Vu Hoan, Pedro Liliana, Mak Tin, McCormick Brendan, Rowley Jessica, Liu Miaomiao, Di Capua Angela, Williams-Noonan Billy, Pham Ngoc B, Pouwer Rebecca, Nguyen Bao, Andrews Katherine T, Skinner-Adams Tina, Kim Jessica, Hol Wim G J, Hui Raymond, Crowther Gregory J, Van Voorhis Wesley C, Quinn Ronald J
Griffith Institute for Drug Discovery , Griffith University , 170 Kessels Road , Nathan , Queensland 4111 , Australia.
Structural Genomics Consortium , University of Toronto , MaRS South Tower, seventh floor 101 College Street , Toronto , Ontario M5G 1L7 , Canada.
ACS Infect Dis. 2018 Apr 13;4(4):431-444. doi: 10.1021/acsinfecdis.7b00197. Epub 2018 Mar 3.

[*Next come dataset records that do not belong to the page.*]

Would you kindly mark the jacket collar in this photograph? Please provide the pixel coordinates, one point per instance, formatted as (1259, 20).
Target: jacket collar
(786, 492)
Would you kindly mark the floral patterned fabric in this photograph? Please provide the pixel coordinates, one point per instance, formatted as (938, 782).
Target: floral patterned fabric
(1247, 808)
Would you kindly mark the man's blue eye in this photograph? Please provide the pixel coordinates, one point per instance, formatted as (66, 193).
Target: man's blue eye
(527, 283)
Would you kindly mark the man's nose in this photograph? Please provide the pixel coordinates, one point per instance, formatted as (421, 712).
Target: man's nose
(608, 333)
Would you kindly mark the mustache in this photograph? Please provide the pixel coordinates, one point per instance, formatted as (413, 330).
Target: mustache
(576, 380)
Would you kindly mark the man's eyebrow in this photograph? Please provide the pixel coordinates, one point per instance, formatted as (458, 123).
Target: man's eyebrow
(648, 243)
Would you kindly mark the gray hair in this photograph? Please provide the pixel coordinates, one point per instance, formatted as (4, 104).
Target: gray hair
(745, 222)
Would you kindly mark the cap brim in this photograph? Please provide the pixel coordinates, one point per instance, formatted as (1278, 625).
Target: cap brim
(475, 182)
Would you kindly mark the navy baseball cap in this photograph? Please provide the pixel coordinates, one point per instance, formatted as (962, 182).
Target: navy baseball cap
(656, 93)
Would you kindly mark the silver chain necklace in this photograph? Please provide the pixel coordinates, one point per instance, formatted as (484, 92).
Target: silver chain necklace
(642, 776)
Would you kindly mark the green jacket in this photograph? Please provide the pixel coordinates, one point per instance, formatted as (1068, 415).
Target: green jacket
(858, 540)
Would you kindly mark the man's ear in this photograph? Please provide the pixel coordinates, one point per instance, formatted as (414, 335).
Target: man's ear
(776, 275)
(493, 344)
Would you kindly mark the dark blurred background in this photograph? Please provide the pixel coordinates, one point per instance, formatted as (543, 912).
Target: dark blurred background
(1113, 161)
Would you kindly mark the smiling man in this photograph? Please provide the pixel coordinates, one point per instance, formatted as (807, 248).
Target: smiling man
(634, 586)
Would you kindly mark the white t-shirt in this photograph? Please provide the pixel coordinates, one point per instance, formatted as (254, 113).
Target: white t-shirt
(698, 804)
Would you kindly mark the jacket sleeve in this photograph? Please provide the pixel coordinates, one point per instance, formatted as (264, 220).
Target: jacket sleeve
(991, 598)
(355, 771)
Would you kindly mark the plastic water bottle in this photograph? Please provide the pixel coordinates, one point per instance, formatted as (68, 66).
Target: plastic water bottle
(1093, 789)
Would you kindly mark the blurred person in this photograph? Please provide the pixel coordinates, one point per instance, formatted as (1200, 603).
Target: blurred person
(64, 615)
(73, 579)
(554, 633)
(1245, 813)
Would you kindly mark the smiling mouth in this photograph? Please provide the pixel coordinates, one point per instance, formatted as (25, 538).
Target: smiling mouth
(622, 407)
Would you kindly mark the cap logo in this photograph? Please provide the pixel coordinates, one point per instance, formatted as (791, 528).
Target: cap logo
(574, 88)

Natural products are well known for their biological relevance, high degree of three-dimensionality, and access to areas of largely unexplored chemical space. To shape our understanding of the interaction between natural products and protein targets in the postgenomic era, we have used native mass spectrometry to investigate 62 potential protein targets for malaria using a natural-product-based fragment library. We reveal here 96 low-molecular-weight natural products identified as binding partners of 32 of the putative malarial targets. Seventy-nine (79) fragments have direct growth inhibition on Plasmodium falciparum at concentrations that are promising for the development of fragment hits against these protein targets. This adds a fragment library to the published HTS active libraries in the public domain.
天然产物以其生物学相关性、高度的三维性以及对大量未开发化学空间区域的可及性而闻名。为了在后基因组时代塑造我们对天然产物与蛋白质靶点之间相互作用的理解,我们使用了天然质谱法,利用基于天然产物的片段库研究了62个潜在的疟疾蛋白质靶点。我们在此揭示了96种低分子量天然产物,它们被鉴定为32个假定疟疾靶点的结合伴侣。79个片段在对恶性疟原虫具有直接生长抑制作用的浓度下,有望开发针对这些蛋白质靶点的片段命中物。这为公共领域已发表的高通量筛选活性库增添了一个片段库。